An Indianapolis truck driver was found guilty of 10 felony and 20 misdemeanor charges for a May 2018 crash in Wisconsin that injured 20 students and chaperones on a school bus. Wayne Murphy, 42, was found guilty of operating his tractor-trailer under the influence of narcotics when he struck the school bus, which had stopped on the shoulder of an interstate highway due to engine problems.

The bus was carrying 33 passengers from Hope Christian School: Semper in Milwaukee to the Wisconsin Dells for a field trip.

Murphy’s erratic driving had been witnessed by another truck driver who called the owner, Dahl Trucking. The trucking company in turn called the Wisconsin State Patrol and asked it to locate the truck and perform a welfare check on the driver. A patrolman was dispatched and found the truck after the collision had occurred.

A partial bottle and two empty bottles of an anti-depressant medication were found in the cab of the truck. Murphy told police he had taken one and a half of the pills that morning. The label indicated the dosage for the medication was one per day and warned that it could cause drowsiness and make it dangerous to operate a motor vehicle.

Murphy could be sentenced to as much at 126 years in prison and $260,000 in fines when he returns to court on Nov 4.

 

A Georgia truck driver pleaded guilty to falling asleep behind the wheel and causing a fatal tour bus crash in California. He was sentenced to four years in prison. Bruce Guilford, 51, of Covington, Ga., had been charged with 42 counts of reckless driving and vehicular manslaughter.

Guilford fell asleep on Interstate 10 near Palm Springs in October 2016 while traffic was momentarily stopped for utility work. His truck did not move when traffic started flowing again and it was struck by a motorcoach, operated by USA Holiday, as vehicles attempted to pass it. The owner and driver of the bus was killed along with 12 passengers.

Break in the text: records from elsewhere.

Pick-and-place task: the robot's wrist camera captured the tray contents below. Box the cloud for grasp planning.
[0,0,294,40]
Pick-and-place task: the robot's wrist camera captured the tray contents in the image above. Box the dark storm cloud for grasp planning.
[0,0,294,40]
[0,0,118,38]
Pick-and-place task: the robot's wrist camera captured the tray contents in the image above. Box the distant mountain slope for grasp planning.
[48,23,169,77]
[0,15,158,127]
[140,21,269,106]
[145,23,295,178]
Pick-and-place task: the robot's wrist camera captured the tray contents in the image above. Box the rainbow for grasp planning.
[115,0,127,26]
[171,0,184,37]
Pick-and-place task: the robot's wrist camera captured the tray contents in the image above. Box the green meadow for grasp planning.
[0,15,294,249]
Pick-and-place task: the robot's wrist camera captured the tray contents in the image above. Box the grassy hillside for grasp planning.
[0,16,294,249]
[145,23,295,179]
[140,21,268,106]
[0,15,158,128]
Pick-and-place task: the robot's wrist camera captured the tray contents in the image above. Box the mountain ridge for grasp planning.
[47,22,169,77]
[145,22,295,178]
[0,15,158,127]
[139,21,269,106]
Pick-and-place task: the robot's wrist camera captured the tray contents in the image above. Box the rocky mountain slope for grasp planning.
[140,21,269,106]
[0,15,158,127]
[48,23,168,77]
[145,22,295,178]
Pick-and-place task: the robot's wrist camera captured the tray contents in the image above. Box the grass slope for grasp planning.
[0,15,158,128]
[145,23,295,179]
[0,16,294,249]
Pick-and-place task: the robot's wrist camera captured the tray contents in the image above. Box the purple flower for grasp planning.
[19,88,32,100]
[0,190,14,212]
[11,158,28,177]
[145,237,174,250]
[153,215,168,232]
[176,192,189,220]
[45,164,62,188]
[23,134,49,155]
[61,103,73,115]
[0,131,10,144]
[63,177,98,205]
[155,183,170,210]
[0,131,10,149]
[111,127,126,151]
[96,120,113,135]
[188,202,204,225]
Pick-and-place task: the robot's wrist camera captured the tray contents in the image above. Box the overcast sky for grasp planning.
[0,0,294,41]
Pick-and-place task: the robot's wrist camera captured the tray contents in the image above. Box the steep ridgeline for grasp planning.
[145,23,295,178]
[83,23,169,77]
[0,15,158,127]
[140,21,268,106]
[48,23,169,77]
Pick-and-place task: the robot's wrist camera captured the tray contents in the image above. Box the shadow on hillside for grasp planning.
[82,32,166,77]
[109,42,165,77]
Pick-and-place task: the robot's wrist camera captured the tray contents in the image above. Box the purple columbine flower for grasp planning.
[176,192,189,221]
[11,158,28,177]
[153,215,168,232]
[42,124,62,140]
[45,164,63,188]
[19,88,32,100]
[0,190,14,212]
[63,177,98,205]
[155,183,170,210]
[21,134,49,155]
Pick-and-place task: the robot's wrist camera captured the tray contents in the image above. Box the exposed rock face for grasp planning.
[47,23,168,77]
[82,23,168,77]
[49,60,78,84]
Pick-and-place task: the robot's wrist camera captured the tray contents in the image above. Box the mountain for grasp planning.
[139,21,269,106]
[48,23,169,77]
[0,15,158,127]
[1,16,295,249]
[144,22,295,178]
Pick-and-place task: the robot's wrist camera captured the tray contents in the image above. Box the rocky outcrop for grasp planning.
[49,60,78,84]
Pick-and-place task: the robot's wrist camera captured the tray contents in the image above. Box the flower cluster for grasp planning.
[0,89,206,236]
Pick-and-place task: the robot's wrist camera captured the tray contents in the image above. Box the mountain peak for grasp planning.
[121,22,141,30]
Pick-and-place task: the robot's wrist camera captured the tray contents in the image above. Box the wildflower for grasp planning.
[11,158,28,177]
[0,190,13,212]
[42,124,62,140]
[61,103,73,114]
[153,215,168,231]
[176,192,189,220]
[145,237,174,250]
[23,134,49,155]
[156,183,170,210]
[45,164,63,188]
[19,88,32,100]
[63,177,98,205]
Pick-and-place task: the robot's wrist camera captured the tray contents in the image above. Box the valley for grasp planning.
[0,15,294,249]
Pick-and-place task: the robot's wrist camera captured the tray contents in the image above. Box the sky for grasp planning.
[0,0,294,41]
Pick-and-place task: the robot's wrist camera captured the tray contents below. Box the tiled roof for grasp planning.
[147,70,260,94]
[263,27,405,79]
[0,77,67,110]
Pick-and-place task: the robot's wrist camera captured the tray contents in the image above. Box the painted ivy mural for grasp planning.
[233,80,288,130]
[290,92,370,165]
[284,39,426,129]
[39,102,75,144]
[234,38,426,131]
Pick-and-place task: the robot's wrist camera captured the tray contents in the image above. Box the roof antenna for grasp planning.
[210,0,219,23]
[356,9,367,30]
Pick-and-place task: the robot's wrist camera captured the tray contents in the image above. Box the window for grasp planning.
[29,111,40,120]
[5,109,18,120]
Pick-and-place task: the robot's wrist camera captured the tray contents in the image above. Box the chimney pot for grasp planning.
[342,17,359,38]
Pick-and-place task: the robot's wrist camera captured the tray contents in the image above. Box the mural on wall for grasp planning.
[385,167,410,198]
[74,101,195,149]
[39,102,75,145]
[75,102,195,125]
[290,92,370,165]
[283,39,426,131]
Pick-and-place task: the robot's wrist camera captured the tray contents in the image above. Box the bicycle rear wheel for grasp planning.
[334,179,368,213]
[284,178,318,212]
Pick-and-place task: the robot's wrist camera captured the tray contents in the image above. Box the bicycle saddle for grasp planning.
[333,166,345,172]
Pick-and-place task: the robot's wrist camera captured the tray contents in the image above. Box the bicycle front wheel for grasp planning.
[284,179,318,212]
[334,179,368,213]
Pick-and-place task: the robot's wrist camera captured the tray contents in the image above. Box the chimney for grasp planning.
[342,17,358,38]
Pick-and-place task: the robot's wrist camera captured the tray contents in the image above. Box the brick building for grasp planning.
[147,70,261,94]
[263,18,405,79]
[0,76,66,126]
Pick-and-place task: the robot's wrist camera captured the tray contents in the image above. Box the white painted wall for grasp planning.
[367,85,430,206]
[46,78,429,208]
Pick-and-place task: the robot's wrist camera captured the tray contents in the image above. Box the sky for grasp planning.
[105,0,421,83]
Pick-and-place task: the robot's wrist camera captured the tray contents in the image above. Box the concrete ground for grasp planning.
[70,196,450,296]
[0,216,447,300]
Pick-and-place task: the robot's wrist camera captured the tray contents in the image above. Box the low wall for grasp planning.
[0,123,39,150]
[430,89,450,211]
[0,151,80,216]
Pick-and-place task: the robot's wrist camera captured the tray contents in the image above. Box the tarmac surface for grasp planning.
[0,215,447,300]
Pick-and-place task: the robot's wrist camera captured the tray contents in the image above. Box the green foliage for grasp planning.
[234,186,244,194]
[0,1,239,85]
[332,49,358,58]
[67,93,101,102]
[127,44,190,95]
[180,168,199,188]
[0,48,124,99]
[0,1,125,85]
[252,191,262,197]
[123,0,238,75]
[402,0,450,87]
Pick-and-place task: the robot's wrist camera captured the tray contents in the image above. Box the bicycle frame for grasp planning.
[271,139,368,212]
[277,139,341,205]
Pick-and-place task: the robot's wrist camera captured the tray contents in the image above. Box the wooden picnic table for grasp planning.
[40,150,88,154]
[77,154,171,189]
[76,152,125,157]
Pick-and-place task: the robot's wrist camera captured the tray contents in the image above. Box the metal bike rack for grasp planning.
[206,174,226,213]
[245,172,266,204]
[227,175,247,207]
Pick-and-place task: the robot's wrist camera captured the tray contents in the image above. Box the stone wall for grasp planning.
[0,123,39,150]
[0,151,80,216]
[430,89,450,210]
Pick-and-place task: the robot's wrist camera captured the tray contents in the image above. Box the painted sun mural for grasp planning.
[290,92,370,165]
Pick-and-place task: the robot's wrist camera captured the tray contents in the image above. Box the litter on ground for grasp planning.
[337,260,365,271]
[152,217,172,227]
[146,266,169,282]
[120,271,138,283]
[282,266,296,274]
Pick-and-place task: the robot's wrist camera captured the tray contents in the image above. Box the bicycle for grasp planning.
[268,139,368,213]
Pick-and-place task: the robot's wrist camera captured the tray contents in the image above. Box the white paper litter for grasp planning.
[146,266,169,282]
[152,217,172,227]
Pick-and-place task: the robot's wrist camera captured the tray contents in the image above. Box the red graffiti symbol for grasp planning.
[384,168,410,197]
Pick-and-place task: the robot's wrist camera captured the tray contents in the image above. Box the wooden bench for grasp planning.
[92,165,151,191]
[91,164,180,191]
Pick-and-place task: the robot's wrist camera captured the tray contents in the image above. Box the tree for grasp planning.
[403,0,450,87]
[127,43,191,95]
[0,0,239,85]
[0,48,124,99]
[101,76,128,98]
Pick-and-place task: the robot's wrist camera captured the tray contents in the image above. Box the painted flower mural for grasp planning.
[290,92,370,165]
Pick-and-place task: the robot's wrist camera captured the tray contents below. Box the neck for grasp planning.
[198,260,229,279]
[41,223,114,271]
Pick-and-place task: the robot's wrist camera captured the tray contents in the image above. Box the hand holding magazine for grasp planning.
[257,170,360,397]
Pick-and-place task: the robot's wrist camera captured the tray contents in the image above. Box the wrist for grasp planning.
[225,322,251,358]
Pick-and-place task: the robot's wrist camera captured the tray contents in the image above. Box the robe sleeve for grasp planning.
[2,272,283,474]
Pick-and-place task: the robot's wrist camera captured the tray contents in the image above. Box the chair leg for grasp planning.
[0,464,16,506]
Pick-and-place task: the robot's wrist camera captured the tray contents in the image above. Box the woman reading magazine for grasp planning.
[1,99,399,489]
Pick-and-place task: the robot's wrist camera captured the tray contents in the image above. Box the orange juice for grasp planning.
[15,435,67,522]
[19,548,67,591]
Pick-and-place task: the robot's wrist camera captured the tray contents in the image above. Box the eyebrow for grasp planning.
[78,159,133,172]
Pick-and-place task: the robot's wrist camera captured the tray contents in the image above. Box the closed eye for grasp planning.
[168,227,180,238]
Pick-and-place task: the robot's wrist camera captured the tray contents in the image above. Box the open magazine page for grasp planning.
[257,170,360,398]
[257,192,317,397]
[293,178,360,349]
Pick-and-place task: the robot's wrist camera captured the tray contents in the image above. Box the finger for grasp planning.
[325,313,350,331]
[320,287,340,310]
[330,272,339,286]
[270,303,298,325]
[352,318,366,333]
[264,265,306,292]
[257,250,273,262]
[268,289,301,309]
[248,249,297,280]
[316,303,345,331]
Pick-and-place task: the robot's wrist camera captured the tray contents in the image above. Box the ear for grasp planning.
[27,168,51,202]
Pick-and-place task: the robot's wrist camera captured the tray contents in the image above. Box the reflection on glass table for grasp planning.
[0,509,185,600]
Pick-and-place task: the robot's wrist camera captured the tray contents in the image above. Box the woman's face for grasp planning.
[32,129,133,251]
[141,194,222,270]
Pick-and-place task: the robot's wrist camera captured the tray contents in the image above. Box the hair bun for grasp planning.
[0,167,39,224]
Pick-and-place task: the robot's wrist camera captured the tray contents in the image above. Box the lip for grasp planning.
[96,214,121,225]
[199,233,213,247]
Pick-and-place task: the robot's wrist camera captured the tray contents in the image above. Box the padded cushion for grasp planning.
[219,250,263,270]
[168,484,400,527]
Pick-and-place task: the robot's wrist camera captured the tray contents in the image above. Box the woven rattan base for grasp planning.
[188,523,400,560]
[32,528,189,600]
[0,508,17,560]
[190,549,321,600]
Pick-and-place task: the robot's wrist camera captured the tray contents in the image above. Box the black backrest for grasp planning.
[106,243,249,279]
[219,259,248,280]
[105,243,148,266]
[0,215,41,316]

When Guilford appeared in court to face charges a California Highway Patrol officer testified that he had exceeded the allowable driving hours nearly every day of a round trip between Eufaula, Alabama, and Salinas, California.

 

A tour bus driver operating in Washington, D.C., pleaded guilty in September to charges of negligent homicide after striking and killing two pedestrians near the National Mall in December 2018.

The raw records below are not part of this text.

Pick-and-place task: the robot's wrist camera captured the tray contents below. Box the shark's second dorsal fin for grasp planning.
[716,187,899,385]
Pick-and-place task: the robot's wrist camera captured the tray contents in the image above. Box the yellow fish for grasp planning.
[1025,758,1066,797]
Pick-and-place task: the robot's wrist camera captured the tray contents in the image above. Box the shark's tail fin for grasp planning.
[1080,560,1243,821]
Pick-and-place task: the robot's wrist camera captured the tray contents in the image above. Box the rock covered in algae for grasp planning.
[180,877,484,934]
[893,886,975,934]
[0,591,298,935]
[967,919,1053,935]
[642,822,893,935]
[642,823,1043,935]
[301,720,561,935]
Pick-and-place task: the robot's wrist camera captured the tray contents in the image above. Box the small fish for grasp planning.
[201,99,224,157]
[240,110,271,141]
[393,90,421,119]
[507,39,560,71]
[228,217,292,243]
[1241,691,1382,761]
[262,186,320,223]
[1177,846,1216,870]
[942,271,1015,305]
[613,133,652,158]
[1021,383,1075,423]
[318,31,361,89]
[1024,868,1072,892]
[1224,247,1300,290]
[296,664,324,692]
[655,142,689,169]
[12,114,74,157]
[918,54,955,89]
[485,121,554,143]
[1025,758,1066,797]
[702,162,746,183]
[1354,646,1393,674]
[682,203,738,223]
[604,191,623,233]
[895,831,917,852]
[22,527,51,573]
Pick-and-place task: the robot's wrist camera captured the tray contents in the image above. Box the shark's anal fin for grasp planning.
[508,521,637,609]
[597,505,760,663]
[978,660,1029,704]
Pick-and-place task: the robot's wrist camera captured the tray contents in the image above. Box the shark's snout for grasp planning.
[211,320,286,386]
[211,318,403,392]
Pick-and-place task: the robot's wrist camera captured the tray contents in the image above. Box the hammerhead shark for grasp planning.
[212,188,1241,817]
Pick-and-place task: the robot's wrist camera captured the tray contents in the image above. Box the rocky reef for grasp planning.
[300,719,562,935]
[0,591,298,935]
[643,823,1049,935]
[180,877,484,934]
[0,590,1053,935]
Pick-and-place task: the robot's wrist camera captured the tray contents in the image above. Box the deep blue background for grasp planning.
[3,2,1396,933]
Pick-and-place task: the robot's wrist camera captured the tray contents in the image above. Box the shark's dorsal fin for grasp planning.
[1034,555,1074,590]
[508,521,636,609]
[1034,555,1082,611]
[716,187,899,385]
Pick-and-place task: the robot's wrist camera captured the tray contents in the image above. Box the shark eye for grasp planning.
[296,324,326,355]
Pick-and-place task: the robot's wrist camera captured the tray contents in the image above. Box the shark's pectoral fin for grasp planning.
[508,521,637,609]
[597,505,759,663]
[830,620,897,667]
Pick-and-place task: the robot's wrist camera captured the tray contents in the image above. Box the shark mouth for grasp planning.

Gerard James, 46, of Baltimore, was driving for Eyre Bus, Tour and Travel of Maryland. Police said he was talking on his cell phone when he struck Monica Adams Carlson, 61, the mayor of Skagway, Alaska, and her mother, Cora Louise Adams, 85, of Elbe, Washington. The bus dragged one of the women 183 feet before stopping.

James told police he had not seen the women, who were in a crosswalk. He will be sentenced on Nov. 15.